How Do I Use It?

Integration into MarkLogic Data Hub 5

1.3.1 is our final feature release of Smart Mastering in the Smart Mastering Core repository. As of Data Hub 5.0.0, Smart Mastering is fully integrated into MarkLogic Data Hub as a built-in capability, and the recommended way to use the Smart Mastering capability is by configuring a mastering step in Data Hub. Existing users should migrate their Smart Mastering configuration to MarkLogic Data Hub (see Import Your Smart Mastering Core Projects for instructions). The integration of Smart Mastering into Data Hub offers a variety of benefits, including:

  • Built-in support for orchestrating matching and merging across documents.
  • QuickStart UI for configuration of matching and merging

MarkLogic will continue to invest in Smart Mastering as a built-in capability of Data Hub.

Deprecated approach with Smart Mastering Community project

To use Smart Mastering in your project, start by adding it to your project as shown in the minimal-project example.

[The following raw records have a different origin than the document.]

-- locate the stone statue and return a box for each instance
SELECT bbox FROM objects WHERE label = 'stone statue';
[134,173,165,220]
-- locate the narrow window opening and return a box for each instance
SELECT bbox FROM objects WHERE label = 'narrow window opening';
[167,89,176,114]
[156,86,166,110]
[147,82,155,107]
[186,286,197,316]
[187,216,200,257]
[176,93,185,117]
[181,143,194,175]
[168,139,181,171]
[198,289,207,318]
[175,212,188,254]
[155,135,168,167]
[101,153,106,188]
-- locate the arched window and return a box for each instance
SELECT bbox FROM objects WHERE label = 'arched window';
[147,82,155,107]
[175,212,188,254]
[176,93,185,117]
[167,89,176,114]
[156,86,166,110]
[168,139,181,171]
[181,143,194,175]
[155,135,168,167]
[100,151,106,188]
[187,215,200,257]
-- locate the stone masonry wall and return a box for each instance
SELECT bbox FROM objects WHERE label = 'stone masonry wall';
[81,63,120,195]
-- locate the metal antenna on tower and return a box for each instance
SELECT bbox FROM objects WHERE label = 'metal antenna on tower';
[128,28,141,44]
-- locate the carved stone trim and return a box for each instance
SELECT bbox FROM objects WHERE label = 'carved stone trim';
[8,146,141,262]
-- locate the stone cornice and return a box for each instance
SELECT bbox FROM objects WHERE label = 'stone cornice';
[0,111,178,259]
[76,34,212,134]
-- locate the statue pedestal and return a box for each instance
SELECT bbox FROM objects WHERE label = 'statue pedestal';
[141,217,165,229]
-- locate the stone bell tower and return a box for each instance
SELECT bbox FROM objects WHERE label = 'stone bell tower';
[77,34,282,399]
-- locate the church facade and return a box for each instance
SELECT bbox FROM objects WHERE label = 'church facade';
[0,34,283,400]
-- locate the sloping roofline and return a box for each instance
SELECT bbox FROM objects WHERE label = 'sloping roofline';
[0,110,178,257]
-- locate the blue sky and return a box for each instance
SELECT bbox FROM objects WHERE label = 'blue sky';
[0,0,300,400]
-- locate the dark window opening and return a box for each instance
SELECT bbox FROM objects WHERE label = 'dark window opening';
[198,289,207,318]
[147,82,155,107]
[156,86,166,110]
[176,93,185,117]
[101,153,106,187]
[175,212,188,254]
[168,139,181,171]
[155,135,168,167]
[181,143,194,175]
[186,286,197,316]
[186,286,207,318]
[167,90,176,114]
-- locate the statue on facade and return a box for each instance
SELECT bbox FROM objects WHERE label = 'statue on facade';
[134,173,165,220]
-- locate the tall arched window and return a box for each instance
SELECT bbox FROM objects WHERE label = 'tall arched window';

Define your match and merge options. These will control how matches are identified and how properties are merged into a new document.

From this point, you have a couple of choices about how to run mastering.

Mastering Your Content

Mastering with Data Hub Framework 4

If you’re using the MarkLogic Data Hub Framework, you can call the match and merge REST extension. See the smart-mastering-core example mastering task.

The key part is in the runMastering tasks of [build.gradle][sm-demo-build-gradle], which calls the REST extension.

Mastering with a Trigger

Smart Mastering can be set up so that whenever a document is inserted into the database, a trigger gets called to look for matches and merge as appropriate. See match-and-merge-trigger.xqy for the trigger code, Using Triggers to Spawn Actions in the Application Developer’s Guide to learn about how triggers work, and the ml-gradle wiki for an example of how to deploy triggers with ml-gradle.

Custom Approach

You can also access the Smart Mastering functionality by directly calling the REST API extensions or XQuery libraries.

To see what the results of the match functions look like, see Match Results.

Collections

Smart Mastering expects to find documents in particular collections. See the list of collections in constants.xqy. Some of the notable collections:

  • $CONTENT-COLL: insert any documents that should be available for merging into this collection. When two documents get merged, they will be removed from this collection and replaced with the new merged document. Your application should limit searches to this collection.
  • $MERGED-COLL: merged documents will be created in this collection. When a merge is rolled back, the rolled document will be removed from this collection and from the $CONTENT-COLL.
  • $ARCHIVED-COLL: original documents that have been merged will be moved into this collection.